Das angelieferte Rohmaterial wird in der Rohstoffhalle gelagert und über einen 16m langen Schubboden ausgetragen. Über Elevatoren gelangen die Späne zum Sieb, wo Schwerteile ausgeschieden werden. Im Anschluss werden die Späne zu den Ventilschnecken des Stela-Trockners befördert. Die getrockneten Späne werden des Weiteren über ein Becherwerk in Richtung Pelletierung gebracht. Die Fördertechnik lieferte ebenfalls Teccon. Über Trogkettenförderer werden die Späne in weiterer Folge der Pelletiermaschine zugeteilt. Die Anlage besteht aus einer Hammermühle mit Magnet- und Schwerteilabscheider, Bindemittel-Aufgabe, Feuchtigkeitsregelung, Pelletierpresse, Kühler mit Nachbehälter und Siebung. Die getrockneten Späne werden zunächst mittels pneumatischer Förderschnecke von der Hammermühle nach oben im Turm zum Totalabscheider gefördert. „Von da an hilft die Schwerkraft mit. Somit kann man Fördertechnik einsparen und dies birgt kosteneffiziente Vorteile“, brachte es Kasmanhuber auf den Punkt. „Es wird nicht nur weniger Strom benötigt, es ist auch weniger Wartung erforderlich.
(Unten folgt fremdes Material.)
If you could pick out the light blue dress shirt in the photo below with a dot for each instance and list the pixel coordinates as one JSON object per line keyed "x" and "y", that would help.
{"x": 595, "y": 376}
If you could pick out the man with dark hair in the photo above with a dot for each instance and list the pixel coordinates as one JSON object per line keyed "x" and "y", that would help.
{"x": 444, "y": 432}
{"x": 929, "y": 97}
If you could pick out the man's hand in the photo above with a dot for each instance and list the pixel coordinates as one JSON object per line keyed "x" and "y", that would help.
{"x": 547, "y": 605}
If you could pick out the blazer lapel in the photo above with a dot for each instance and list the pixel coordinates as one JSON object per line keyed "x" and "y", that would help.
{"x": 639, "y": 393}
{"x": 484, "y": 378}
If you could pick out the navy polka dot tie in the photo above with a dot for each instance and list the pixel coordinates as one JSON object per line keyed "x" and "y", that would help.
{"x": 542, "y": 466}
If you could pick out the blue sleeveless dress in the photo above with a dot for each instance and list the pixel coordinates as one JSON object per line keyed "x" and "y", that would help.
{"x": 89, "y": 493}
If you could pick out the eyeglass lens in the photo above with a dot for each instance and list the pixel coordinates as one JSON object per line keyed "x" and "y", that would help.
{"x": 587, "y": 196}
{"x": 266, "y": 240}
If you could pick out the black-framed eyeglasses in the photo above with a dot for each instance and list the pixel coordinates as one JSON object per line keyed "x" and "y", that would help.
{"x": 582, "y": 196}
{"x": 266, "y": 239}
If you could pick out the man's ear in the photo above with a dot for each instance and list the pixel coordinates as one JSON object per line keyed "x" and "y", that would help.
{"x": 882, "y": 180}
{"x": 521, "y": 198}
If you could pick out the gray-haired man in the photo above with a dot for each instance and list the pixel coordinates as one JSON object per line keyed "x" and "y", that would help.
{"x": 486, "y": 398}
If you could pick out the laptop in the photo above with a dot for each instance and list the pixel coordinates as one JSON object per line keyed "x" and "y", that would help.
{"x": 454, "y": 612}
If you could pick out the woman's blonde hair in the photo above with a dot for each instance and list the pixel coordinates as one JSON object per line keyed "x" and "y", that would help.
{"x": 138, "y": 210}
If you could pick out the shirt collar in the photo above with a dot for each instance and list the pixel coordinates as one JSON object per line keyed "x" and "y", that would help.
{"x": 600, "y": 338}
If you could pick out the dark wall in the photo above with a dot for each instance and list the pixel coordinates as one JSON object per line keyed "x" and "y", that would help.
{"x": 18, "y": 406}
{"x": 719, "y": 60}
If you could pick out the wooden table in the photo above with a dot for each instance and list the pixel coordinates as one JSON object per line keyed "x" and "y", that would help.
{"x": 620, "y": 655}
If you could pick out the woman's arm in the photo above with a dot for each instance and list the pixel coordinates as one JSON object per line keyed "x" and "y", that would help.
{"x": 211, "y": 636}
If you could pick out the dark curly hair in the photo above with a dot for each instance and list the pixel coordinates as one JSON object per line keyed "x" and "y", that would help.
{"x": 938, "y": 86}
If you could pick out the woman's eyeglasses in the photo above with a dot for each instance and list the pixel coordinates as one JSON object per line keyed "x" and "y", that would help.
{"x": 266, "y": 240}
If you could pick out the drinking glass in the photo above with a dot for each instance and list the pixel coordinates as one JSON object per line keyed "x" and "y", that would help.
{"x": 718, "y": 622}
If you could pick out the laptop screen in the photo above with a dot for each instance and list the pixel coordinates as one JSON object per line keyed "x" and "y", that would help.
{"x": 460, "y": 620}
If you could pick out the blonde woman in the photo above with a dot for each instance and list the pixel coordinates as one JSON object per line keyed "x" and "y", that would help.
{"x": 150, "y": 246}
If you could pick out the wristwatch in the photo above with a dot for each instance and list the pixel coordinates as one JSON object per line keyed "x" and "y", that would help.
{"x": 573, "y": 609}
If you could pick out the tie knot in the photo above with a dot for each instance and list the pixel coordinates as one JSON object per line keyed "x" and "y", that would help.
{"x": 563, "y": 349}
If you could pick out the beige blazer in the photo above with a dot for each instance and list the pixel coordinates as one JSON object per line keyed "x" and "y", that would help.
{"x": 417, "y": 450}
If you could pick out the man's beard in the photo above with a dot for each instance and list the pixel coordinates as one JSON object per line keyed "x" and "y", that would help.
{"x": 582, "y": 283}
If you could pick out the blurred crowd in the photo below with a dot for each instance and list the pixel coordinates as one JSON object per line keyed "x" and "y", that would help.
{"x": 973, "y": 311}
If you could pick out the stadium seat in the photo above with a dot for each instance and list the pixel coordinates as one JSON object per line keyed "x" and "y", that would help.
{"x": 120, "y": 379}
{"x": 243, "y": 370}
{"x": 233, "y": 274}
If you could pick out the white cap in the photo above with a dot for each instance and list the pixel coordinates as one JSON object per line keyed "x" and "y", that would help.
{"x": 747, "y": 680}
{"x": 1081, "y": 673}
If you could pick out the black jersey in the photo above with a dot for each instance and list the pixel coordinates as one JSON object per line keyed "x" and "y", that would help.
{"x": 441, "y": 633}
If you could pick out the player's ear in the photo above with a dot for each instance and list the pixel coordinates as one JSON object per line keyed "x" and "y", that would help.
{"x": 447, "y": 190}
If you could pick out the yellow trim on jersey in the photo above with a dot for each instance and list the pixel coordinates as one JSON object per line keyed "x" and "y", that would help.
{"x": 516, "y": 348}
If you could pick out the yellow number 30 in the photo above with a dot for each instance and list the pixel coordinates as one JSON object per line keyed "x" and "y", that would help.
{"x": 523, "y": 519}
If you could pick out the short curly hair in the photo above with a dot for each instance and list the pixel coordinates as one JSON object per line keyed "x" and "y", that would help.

Weiters kommt es zu keiner Verringerung der Anlagenverfügbarkeit durch mögliche Störungen an Fördergeräten.“
Die Späne werden im Totalabscheider von der Förderluft getrennt, ehe sie zur Konditionierung gelangen. Vor dem Pressvorgang wird das Ausgangsmaterial im Reifebehälter zwischengelagert.
© DI Johanna Schnaubelt
Die Salmatec-Presse hat eine Leistung von 5t/h und wird von zwei Motoren mit je 160kW angetrieben
© DI Johanna Schnaubelt

Zentrales Entstaubungssystem

Des Weiteren verfügt die modulare Anlage über eine zentrales Entstaubungssystem. „Auf diese Weise wird Staubbelastung weitgehend verhindert“, erklärte Kasmanhuber. In jedem Stock gibt es einen Anschluss zu einem zusätzlichen Staubsauge-System, damit die Reinigungs- und Wartungsarbeiten im Turm für das auszuführende Personal erleichtert werden.
Bei der Presse entschied man sich bei Hot´ts Holzpellets für das renommierte Unternehmen Salmatec, Salzhausen/DE. Die Pressleistung wird mit 5t/h beziffert. Zudem verfügt die Presse über zwei 160kW starke Antriebsmotoren. Die Pellets werden über ein Gurtbecherwerk in den Silo zur Lagerung gebracht. Von dort gelangen sie direkt zum Verladesilo von Neuero, Melle/DE.
„Seit Oktober 2006 sind acht Holzpelletier-Werke in Österreich in Betrieb gegangen. Vier davon haben auf unsere Anlagentechnik gesetzt“, berichtete Kasmanhuber. Ferner kann man Referenzen in Deutschland und Osteuropa vorweisen. „Momentan konzentrieren wir uns verstärkt auf den internationalen Markt“, teilte Kasmanhuber abschließend mit.